Multi-Head Attention

Why Multiple Heads?

Multi-head attention allows the model to jointly attend to information from different representation subspaces at different positions.

With a single head, averaging over positions inhibits this. Multiple heads provide independent "views" of the sequence.

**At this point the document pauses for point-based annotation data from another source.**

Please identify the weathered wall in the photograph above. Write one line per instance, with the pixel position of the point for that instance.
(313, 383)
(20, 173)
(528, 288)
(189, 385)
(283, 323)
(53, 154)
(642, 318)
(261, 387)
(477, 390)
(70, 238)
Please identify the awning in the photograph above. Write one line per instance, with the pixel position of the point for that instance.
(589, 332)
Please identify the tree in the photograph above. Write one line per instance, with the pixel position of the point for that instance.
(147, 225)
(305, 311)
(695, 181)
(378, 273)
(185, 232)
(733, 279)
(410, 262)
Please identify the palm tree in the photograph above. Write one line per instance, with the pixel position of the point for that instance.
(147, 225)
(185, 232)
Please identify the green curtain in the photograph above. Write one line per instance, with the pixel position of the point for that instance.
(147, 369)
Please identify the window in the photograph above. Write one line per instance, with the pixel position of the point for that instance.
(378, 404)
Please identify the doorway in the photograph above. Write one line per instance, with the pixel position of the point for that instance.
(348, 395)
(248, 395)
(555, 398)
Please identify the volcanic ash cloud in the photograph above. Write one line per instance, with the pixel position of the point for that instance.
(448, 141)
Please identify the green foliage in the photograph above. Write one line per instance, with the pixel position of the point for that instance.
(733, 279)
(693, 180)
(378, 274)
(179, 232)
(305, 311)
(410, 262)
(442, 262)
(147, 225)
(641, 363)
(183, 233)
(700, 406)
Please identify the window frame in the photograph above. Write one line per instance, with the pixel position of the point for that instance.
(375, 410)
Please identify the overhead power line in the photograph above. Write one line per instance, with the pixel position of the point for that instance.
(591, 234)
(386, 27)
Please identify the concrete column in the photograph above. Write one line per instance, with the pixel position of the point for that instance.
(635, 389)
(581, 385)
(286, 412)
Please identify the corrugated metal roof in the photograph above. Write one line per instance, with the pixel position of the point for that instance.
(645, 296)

Index Notation for Multi-Head

Introduce head index $h \in {1, \ldots, H}$.

Input Projections

Starting from input $X^{ib}$ (position $i$, feature $b$):

$$Q^{hia} = X^{ib} W_Q^{hba}$$ $$K^{hja} = X^{jb} W_K^{hba}$$ $$V^{hjc} = X^{jb} W_V^{hbc}$$

where:

$W_Q^{hba}$: Query projection for head $h$ (shape: $d_{model} \times d_k$)
$W_K^{hba}$: Key projection for head $h$ (shape: $d_{model} \times d_k$)
$W_V^{hbc}$: Value projection for head $h$ (shape: $d_{model} \times d_v$)

Per-Head Attention

Each head computes attention independently:

Scores: $$S^{hij} = \frac{1}{\sqrt{d_k}} Q^{hia} K^{hja}$$

Attention weights: $$A^{hij} = \frac{\exp(S^{hij})}{\sum_{j'} \exp(S^{hij'})}$$

Per-head output: $$O^{hic} = A^{hij} V^{hjc}$$

Concatenation and Output Projection

Concatenate all heads and project:

$$Y^{id} = O^{hic} W_O^{hcd}$$

where $W_O^{hcd}$ has shape $(H \times d_v) \times d_{model}$.

The sum over $h$ and $c$ combines all heads.

Parameter Count

For a transformer with:

$d_{model}$: Model dimension
$H$: Number of heads
$d_k = d_v = d_{model}/H$: Per-head dimension

Parameters per layer:

$W_Q, W_K, W_V$: Each $d_{model} \times d_{model}$
$W_O$: $d_{model} \times d_{model}$
Total: $4 \cdot d_{model}^2$

Gradient w.r.t. Projection Weights

Gradient w.r.t. $W_Q$

Using chain rule:

$$\frac{\partial L}{\partial W_Q^{hba}} = \frac{\partial L}{\partial Q^{hia}} \frac{\partial Q^{hia}}{\partial W_Q^{hba}}$$

Since $Q^{hia} = X^{ib} W_Q^{hba}$:

$$\frac{\partial Q^{h'i'a'}}{\partial W_Q^{hba}} = \delta^{h'}_h X^{i'b} \delta^{a'}_a$$

Therefore:

$$\frac{\partial L}{\partial W_Q^{hba}} = X^{ib} \frac{\partial L}{\partial Q^{hia}}$$

Matrix form (for head $h$): $\frac{\partial L}{\partial W_Q^h} = X^T \frac{\partial L}{\partial Q^h}$

Gradient w.r.t. $W_O$

From $Y^{id} = O^{hic} W_O^{hcd}$:

$$\frac{\partial L}{\partial W_O^{hcd}} = O^{hic} \frac{\partial L}{\partial Y^{id}}$$

Geometric View: Subspace Projections

Each head projects queries and keys into a $d_k$-dimensional subspace:

$$Q_h = X W_Q^h \in \mathbb{R}^{n \times d_k}$$

Different heads learn to attend to different aspects:

Head 1: Syntactic relationships
Head 2: Semantic similarity
Head 3: Positional patterns
etc.

The output projection $W_O$ learns to combine these perspectives.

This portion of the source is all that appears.